Butterflied lamb shoulder & lemon potato wedges
Ask your PnP butcher to debone and butterfly the lamb for you or visit www.pnp.co.za/freshliving for a step-by-step guide.
- 6 PnP garlic cloves
- 80 ml fresh oregano, chopped
- 45 ml coriander seeds, toasted
- 60 ml freshly squeezed lemon juice and grated peel of 1 lemon
- 1 PnP lemon peel, grated
- 1 lamb shoulder, butterflied
- 1 handful PnP flat-leaf parsley, for serving
- 10 medium PnP potatoes, peeled and quartered lengthways
- 1 head PnP garlic
- 1 medium lemon, thinly sliced
- 1 cup PnP dry white wine
- 1 glug PnP olive oil
- 1 dash salt and milled pepper
- Preheat oven to 180ºC.
- Toss potatoes, garlic and lemon in a pan with wine andplenty of olive oil. Season.
- Roast for 45-60 minutes or until liquid has evaporated and potatoes have softened and browned.
- Grind garlic, oreganum, coriander seeds, lemon juice and peel with a pestle and mortar and grind well.
- Open lamb out and rub meat all over with spice mixture.
- Allow to marinate for at least 2 hours.

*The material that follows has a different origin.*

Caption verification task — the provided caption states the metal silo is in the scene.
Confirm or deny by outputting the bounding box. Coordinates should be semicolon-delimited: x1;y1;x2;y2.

- Season meat and cook under a preheated grill, or over medium-hot coals for about 6-7 minutes a side or until well charred but still slightly pink in the middle. Allow to rest for 15 minutes covered in foil.
- Slice meat, scatter with parsley and serve with potato wedges.
Another good idea
- Slow roast lamb by adding 1 cup (250ml) beef stock and ½ bottle (375ml) white wine, cover with foil and roast at 160°C for 4 hours. Remove foil and brown at 180°C for 15 minutes before serving.